Ro. Ro. – Il 28 febbraio 2026, aerei statunitensi bombardarono la scuola elementare Shajareh Tayyebeh a Minab, in Iran, uccidendo almeno 110 bambini e 168 persone in totale, tra cui insegnanti e genitori. Human Rights Watch concluse che l’attacco fu un crimine di guerra e le testimonianze confermarono che fu condotto con attacchi a raffica (double-tap), violando i principi di distinzione, proporzionalità e precauzione.
Ma non finì lì. Da quel giorno, i raid aerei statunitensi sono continuati quotidianamente in tutto l’Iran, colpendo scuole, ospedali, case, stadi di calcio e impianti sportivi. Lo stadio Azadi, il più grande e famoso dell’Iran, e un palazzetto dello sport nella città di Lamerd, sono stati presi di mira, ed è straziante che bambini innocenti siano stati uccisi mentre giocavano. Ad oggi, almeno 310 bambini sono stati uccisi e oltre 800 civili. Le bombe continuano a cadere sui civili anche ora, mentre state leggendo questa petizione.
Ora, lo stesso Paese che ha commesso queste atrocità si sta preparando a ospitare i Mondiali del 2026. La maggior parte delle partite (compresa la finale) si svolgeranno negli Stati Uniti. Questo è un evidente insulto a tutte le vittime, alle loro famiglie e ai valori del calcio, e si pone in diretta contraddizione con lo spirito di pace e unità della FIFA.

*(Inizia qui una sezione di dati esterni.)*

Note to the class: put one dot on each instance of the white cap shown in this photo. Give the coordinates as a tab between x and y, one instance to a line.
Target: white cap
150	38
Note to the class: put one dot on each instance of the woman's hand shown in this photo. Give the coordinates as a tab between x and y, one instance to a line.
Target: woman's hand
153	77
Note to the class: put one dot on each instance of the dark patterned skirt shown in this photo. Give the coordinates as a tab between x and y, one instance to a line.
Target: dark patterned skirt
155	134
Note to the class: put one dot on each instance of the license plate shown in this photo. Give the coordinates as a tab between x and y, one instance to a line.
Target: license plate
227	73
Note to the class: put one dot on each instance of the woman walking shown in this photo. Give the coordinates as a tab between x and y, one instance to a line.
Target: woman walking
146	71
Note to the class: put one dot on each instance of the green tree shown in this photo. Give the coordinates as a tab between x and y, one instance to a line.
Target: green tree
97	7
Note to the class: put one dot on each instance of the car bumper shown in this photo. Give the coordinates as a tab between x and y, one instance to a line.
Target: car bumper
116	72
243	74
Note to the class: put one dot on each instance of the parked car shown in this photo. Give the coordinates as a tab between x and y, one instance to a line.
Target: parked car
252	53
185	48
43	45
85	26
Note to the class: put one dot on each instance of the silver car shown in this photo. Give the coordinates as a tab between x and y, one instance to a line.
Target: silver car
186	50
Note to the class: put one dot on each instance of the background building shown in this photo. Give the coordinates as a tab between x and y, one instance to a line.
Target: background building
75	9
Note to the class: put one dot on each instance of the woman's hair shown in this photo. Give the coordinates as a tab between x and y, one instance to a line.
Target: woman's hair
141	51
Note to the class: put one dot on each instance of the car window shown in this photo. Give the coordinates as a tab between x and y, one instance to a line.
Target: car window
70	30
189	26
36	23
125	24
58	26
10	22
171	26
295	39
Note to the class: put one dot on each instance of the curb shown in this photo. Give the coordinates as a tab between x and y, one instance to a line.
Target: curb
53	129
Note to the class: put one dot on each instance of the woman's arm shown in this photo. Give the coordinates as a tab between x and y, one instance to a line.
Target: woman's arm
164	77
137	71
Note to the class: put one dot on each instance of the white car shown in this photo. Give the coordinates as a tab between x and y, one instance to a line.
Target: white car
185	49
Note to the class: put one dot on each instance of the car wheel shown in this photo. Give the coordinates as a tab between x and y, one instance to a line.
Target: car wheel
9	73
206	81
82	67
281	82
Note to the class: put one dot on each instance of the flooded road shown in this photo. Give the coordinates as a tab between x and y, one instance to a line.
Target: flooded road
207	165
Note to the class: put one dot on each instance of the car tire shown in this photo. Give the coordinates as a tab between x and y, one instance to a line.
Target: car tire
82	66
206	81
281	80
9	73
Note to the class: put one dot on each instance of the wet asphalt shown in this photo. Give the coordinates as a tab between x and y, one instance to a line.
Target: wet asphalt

Il 12 marzo 2026, il Presidente Trump ha pubblicato su Truth Social: “La nazionale di calcio iraniana è benvenuta… ma non credo sia opportuno che siano lì, per la loro stessa vita e sicurezza”. Questo contraddice le garanzie di sicurezza della FIFA. Un Paese il cui leader ammette pubblicamente di non poter garantire la sicurezza degli atleti partecipanti non ha il diritto di ospitare un torneo mondiale. Inoltre, il pericolo non si limita solo agli iraniani. Le agenzie di intelligence statunitensi hanno avvertito che estremisti e criminali potrebbero attaccare i Mondiali, compresi i sistemi di trasporto e i festival dei tifosi. Persino il rapporto sulla sicurezza della FIFA ha ammesso che l’attivismo anti-immigrazione nelle città statunitensi “potrebbe abbassare le barriere ad azioni ostili da parte di singoli individui o elementi estremisti”.
In queste circostanze, la FIFA è rimasta vergognosamente in silenzio. La FIFA ha il dovere legale, in base ai propri statuti e al regolamento dei Mondiali, di proteggere l’integrità del torneo e garantire la sicurezza di tutti i partecipanti. La FIFA ha il potere legale, ai sensi dell’articolo 15, di annullare o spostare le partite. Quando la Russia invase l’Ucraina, entro 48 ore la UEFA spostò la finale di Champions League da San Pietroburgo a Parigi e, pochi giorni dopo, la FIFA e la UEFA espulsero la Russia dalle qualificazioni ai Mondiali e sospesero tutte le squadre russe. Quando il Sudafrica praticava l’apartheid, la FIFA lo espulse per 16 anni, e aveva anche sospeso l’Iraq per interferenze governative. Eppure, nei confronti degli Stati Uniti, attivamente in guerra con l’Iran (membro della FIFA e partecipante ai Mondiali del 2026), la FIFA è rimasta in silenzio. Non ha condannato il massacro della scuola di Minab né la distruzione di impianti sportivi iraniani.
Il peggio è che, solo pochi mesi fa, il presidente della FIFA Infantino ha conferito a Donald Trump una simbolica “Medaglia della Pace FIFA”.
Questo riconoscimento è ora una macchia sulla reputazione della FIFA. Questo doppio standard mina la credibilità della FIFA. La FIFA non può affermare di difendere la pace e i diritti umani rimanendo in silenzio sui crimini di guerra commessi da un paese ospitante dei Mondiali.
Chiediamo che agli Stati Uniti venga revocato completamente il ruolo di paese ospitante. I Mondiali devono essere ricollocati in Canada e Messico, o in qualsiasi altro paese disposto a sostenere i valori di equità e umanità.
La FIFA deve smettere di insabbiare i crimini di guerra. La FIFA deve prendere le distanze dalla vergogna di sostenere un criminale di guerra. Gli innocenti studenti di Minab uccisi dagli Stati Uniti meritano giustizia. Molti di loro amavano il calcio e sognavano di guardare i Mondiali e tifare per la propria nazionale.
Il mondo sta guardando. I bambini di Minab stanno guardando.